Multi-word modular arithmetic (MoMA) decomposes large bit-width integer arithmetic into machine-word-based operations. We implemented MoMA as a rewrite system using SPIRAL as an extension of the SPIRAL NTTX package. For more details, please view the full paper here.
*not required if you plan to use only pre-generated code
Install SPIRAL following the instructions in this guide and ensure it passes all basic tests on your platform by running make test in the build directory.
In the spiral-software/namespaces/packages/ subdirectory of your SPIRAL installation tree, clone this repository and its dependencies using the following commands:
git clone https://github.com/Naifeng/moma.git nttx
git clone -b develop https://github.com/Naifeng/spiral-package-fftx.git fftx
git clone -b develop https://github.com/Naifeng/spiral-package-simt.git simt
The packages subdirectory should then look like this:
packages
└────fftx
└────simt
└────nttx (this repository)
│ README.md (this file)
│ ...
Once SPIRAL is installed and linked with this repository, run the following command in the nttx/cuda/cuda-test/ directory to benchmark MoMA-based number theoretic transforms (NTTs) for a specific input bit-width:
bash ./benchmark.sh -d <input_bit_width>
Supported input bit-widths are 128, 256, 384, and 768.

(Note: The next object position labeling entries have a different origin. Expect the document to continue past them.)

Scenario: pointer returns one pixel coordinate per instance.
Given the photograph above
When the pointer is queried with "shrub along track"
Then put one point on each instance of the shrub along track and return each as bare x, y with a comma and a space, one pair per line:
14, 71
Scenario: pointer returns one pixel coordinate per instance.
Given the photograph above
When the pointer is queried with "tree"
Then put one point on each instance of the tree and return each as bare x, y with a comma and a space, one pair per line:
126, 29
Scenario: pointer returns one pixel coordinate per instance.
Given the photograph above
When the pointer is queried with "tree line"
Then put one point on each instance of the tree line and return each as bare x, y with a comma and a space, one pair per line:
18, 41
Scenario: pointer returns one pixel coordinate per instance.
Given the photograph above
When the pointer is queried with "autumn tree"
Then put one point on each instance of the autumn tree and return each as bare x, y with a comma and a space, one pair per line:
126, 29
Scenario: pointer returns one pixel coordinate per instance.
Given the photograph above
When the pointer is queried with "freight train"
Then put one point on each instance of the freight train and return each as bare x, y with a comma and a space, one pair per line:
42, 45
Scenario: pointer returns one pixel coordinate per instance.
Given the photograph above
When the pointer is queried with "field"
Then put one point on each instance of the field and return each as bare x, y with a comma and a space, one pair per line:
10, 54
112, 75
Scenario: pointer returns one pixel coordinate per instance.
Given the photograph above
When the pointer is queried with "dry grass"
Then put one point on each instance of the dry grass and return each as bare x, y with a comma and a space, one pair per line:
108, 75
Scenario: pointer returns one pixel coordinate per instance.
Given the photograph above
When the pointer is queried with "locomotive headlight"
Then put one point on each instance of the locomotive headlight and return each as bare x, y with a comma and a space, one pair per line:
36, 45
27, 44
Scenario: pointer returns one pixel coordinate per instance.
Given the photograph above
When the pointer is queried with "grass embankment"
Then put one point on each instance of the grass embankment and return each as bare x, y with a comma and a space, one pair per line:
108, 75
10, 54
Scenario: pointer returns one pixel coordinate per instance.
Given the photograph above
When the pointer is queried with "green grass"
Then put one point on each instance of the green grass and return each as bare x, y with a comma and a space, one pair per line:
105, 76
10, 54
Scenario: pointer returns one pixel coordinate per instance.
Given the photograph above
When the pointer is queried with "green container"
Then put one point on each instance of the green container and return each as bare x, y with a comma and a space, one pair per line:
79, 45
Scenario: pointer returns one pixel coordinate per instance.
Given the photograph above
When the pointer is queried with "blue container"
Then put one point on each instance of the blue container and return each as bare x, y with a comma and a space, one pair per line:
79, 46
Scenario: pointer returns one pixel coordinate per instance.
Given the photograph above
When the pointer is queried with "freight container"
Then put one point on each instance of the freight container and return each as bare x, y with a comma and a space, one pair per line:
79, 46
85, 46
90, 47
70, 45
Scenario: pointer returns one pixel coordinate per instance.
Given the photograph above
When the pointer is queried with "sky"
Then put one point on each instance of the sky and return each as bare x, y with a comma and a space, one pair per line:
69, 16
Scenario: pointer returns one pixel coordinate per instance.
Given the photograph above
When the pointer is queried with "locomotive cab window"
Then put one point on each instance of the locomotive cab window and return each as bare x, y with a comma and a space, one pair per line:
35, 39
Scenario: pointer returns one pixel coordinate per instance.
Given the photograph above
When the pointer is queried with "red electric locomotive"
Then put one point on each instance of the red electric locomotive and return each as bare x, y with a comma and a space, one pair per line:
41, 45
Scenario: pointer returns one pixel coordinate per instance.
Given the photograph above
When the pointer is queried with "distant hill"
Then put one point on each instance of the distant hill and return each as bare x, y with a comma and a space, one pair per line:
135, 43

If you are running the code in this repository on one of the three platforms detailed in the paper (H100, V100, RTX 4090), you can enable platform-specific performance tuning by using the -p option. For example, to benchmark MoMA-based NTTs on an H100, run:
bash ./benchmark.sh -d 128 -p h100
You can type bash ./benchmark.sh -h for a detailed description of the available options. You can also check the correctness and profiling information of the NTT code by inspecting cuda/cuda-test/log.txt during the benchmarking process. Note that for each batch size, the log.txt file will overwrite the previous one.
Sample output
-
The output will be displayed in the terminal window after the benchmark script finishes running. The following is a sample output obtained on an H100 by running the command above:
================================================================================
Results
================================================================================
NTT size [log2] Runtime per butterfly [ns] Runtime per NTT [ns]
8 0.010 11
9 0.011 25
10 0.012 60
11 0.023 256
12 0.015 372
13 0.017 880
14 0.014 1623
15 0.013 3220
16 0.013 6806
17 0.013 14645
18 0.014 31897
19 0.014 68754
20 0.015 155018
21 0.015 324608
22 0.014 663467
For optimal NTT performance, platform-specific tuning can be performed within the code generation pass. We have incorporated known performance tuning information for V100, H100, and RTX 4090 into the SPIRAL code generation pass as a knowledge base. Users can enable this tuning using the -p option with benchmark.sh. For other platforms, the -p option can be omitted, which will default to -p general.
In the future, we plan to automate the construction of the knowledge base, allowing SPIRAL to profile the target platform and automatically derive the performance tuning information. This can be achieved by integrating MoMA with the SPIRAL profiler. It is noteworthy that even without platform-specific tuning, MoMA-based NTT achieves near-ASIC performance on commodity GPUs.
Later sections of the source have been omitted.